AT 19, he wrote a paper on history of World cinema.

That got him a seat at the Film and TV Institute when he got Satyajit Ray to score music for his short student film, `The Rhetoric of the continuity'. Rajiv Menon incidentally, wielded the camera for the film.

In '89, he made a telefilm called `Jana' that was telecast on Doordarshan some three dozen times.

After two flops, `Kavithai Paada Nerumillai' ('87) and `Madhangal Ezhu' with Ramya Krishnan ('92), he self-admittedly took a recess to analyze why his films flopped.

That's when he went to Europe and played the lead in an Italian telefilm called `Pidgin'.

And made it a point to catch the action at the Cannes film festivals in '94, '96 and '98.

Now, after ten years and over 500 episodes of `Nayyandi Durbar', Yuhi Sethu having finally made his mark, is determined to make a comeback as a film-maker.

Yuhi Sethuraman as he was called, right from his days at the Institute always wanted to be intelligent comedian.

Like him or hate him, he has survived the toughest of times and is today a favourite of many with his poker-faced antics and sarcasm topped digs and wisecracks at his guests.

He shoots names of legends who are responsible for talk shows as they are today, tracing the history of talk-shows and stand-up comedies, lashing out at any criticism that `Nayyandi Durbar' is a take-off on Shekhar Suman's `Movers and Shakers'.

``My inspiration is not Shekhar Suman or Jay Leno or David Letterman. My inspiration is more from Yakshagana, Harikatha, Theru-koothu and the like - where a stand-up comedian sings and explains verses relevant to the society with a pack of musicians,'' he argues.

The idea of the talk show was his, he says. Initially, they had four writers.

The writers kept changing and now they have two writers for the show.

So how different is the show from the other talk shows - desi or international.

``When Johnny Carson does that, he is being himself. So do most of the hosts. The difference when I'm doing the show is that I'm not myself. It's a performance. The whole thing is a strain for me. It does not come to me naturally. Frankly speaking, I don't like taking digs at people. But unfortunately, that's what I am good at,'' he says.

He usually spends half an hour with the guest before the show starts to ``get the accent and know where he could take a dig at them''.

He has interviewed Shubha Mudgal, Kalimuthu, P. Chidambaram, recently Vasundara Das but the one show which always lingers in his memory is one where he met a countryside singer who sings elegies.

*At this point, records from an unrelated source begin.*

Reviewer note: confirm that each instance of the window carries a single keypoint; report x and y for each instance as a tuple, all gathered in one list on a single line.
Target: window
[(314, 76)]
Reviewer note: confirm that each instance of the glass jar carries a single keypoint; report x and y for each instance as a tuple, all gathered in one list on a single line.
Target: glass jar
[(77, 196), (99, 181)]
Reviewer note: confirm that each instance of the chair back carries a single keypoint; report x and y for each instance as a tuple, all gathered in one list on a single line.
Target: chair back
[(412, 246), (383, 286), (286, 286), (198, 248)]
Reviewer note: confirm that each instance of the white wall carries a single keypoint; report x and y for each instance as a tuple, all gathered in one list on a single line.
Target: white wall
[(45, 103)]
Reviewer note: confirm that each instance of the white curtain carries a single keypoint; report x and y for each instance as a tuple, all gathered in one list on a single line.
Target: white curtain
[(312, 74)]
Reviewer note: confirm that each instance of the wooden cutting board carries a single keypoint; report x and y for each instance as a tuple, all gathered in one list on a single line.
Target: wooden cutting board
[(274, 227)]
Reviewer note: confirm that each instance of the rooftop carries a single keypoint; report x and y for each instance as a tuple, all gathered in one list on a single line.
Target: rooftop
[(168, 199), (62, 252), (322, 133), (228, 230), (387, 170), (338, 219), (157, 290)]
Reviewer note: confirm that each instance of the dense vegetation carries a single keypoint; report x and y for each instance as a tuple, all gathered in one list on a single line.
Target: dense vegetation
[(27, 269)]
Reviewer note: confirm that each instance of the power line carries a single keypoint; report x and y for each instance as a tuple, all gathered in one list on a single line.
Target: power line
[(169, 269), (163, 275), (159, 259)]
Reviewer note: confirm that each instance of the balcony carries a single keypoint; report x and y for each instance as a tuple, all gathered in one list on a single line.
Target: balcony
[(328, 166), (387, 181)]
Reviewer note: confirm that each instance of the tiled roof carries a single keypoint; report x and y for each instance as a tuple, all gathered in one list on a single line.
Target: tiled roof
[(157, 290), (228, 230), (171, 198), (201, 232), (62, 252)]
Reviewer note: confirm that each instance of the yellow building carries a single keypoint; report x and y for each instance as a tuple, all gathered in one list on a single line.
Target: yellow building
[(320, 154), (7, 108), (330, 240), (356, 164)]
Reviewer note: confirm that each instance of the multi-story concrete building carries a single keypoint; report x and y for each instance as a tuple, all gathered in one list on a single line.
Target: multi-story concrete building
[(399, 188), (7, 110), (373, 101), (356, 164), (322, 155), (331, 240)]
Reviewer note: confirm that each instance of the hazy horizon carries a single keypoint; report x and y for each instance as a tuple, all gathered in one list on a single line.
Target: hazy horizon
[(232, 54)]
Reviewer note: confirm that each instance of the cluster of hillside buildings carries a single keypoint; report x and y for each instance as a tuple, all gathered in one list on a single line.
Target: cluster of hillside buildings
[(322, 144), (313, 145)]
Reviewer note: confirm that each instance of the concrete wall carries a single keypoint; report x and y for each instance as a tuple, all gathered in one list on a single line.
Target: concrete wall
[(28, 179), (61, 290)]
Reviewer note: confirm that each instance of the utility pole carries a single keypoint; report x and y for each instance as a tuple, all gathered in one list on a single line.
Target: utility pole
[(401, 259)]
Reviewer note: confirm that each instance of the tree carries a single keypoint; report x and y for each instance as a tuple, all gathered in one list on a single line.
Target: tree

``Her name was Laxmi. She never understood what the show was about. She was like a wind, I couldn't control her. She just kept singing throughout the show. I slept for a while, I cried, I begged her to stop the show, but she just wouldn't stop. And she is someone who waits for people to die to fill her stomach,'' Yuhi Sethu recalls.

``That's the best example of the seriousness underlying life and death but still poking fun at it, during the show,'' he adds. If left to him he would want to have the Chief Minister and the DMK chief at his show. Of the DMK leader, he says, ``There's nothing to ask him. He's too strong a diplomat. He is shrewd and too clear of what he wanted from the election. It was all a part of his game plan,'' he feels.